Sure, sales slipped in 1958 -- the year of what many consider the most excessive Mercury of all, and a rough year for the industry. Yes, fewer yet were sold in 1959, when Mercurys displayed a slightly less cluttered look -- but added even more inches. Nevertheless, thousands of Americans took these overstuffed Mercurys to heart and eagerly brought them home; just as thousands of others were overjoyed to acquire the latest Edsel.
What looks hideous in retrospect, of course, didn't seem half bad at the time -- at least in the minds of many a middle-class motorist. And today, plenty of collectors covet the most glaring examples of American overstyling.
Mercury wasn't alone in catering to questionable tastes, to be sure; plenty of makes were comparably baroque. Depending on one's taste, Mercury was either the best or the worst example of the lot. If nothing else, they were unique, with an undeniable identity.
Overall, the 1960 Mercury face-lift was an improvement, with less chrome decoration and rounded lines softening the former sharp edges, even though the basic shapes and rooflines remained.
Slim, vertical taillights encased within upright bumper pods replaced the huge triangular lenses of 1959, and though vestigial fins were discernible above, it made for a more subtle attitude. Quad headlights moved down into the new concave grille, giving the front end a less immense and blocklike stance. Both windshields and backlights again displayed startling compound curves.
Continuing on a 126-inch wheelbase, the 1960 Mercurys were mighty big cars, offered on three levels. Montereys carried a 312-cid V-8 (383-cid optional), while the more costly Montclair and upscale Park Lane stuck with their Lincoln-derived 430-cid V-8, reduced to 310 bhp from its former 345, via reduced compression.

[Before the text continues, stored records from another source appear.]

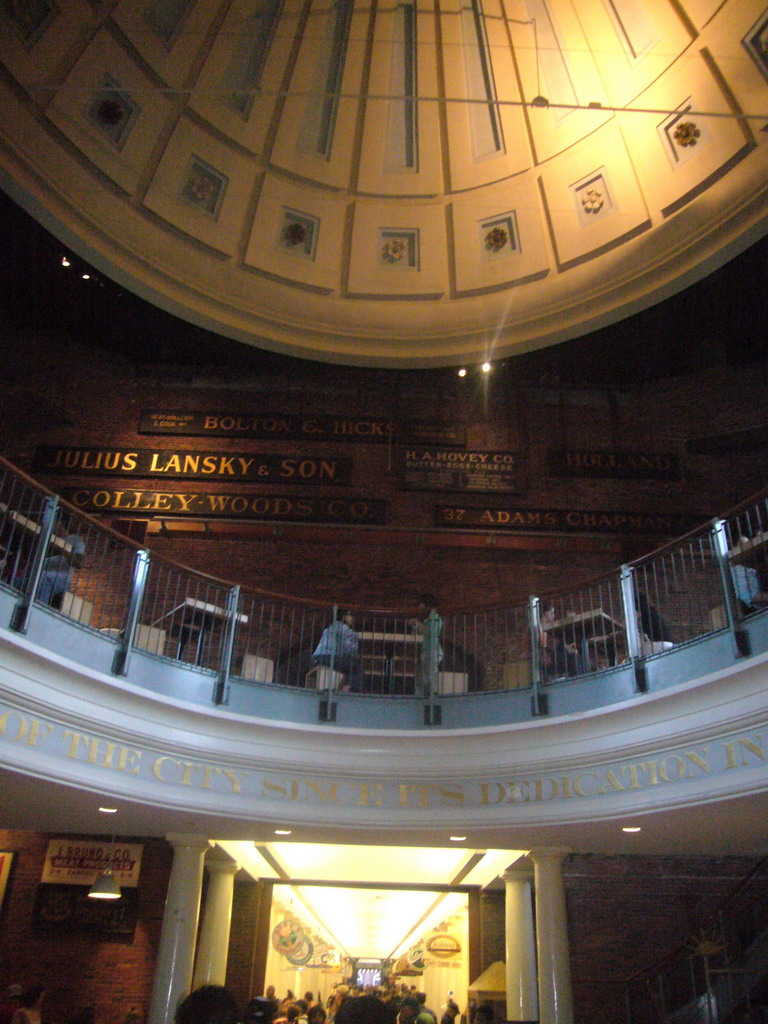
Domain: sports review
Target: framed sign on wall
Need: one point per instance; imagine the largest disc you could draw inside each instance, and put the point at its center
(6, 862)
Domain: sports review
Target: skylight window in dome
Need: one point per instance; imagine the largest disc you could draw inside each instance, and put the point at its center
(243, 75)
(401, 152)
(485, 127)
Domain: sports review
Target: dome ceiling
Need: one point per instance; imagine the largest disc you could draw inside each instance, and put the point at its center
(407, 183)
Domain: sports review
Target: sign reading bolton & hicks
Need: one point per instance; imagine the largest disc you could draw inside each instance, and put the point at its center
(285, 426)
(254, 467)
(613, 465)
(566, 520)
(443, 469)
(226, 506)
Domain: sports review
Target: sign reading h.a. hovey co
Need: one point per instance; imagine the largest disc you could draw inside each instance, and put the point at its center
(253, 467)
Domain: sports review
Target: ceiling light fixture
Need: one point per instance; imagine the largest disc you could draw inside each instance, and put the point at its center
(539, 99)
(105, 887)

Cutting back on power came as a surprise after the Fifties horsepower race, but was triggered by the severe recession of 1958.
Also for economy, 2.71:1 and 2.91:1 axles were available with the 383- or 430-cid engine. Still, with 460 pounds/feet of torque on tap, the 430 V-8 remained a mighty machine. No one need have feared, in any case: before long, bhp figures would be rising again.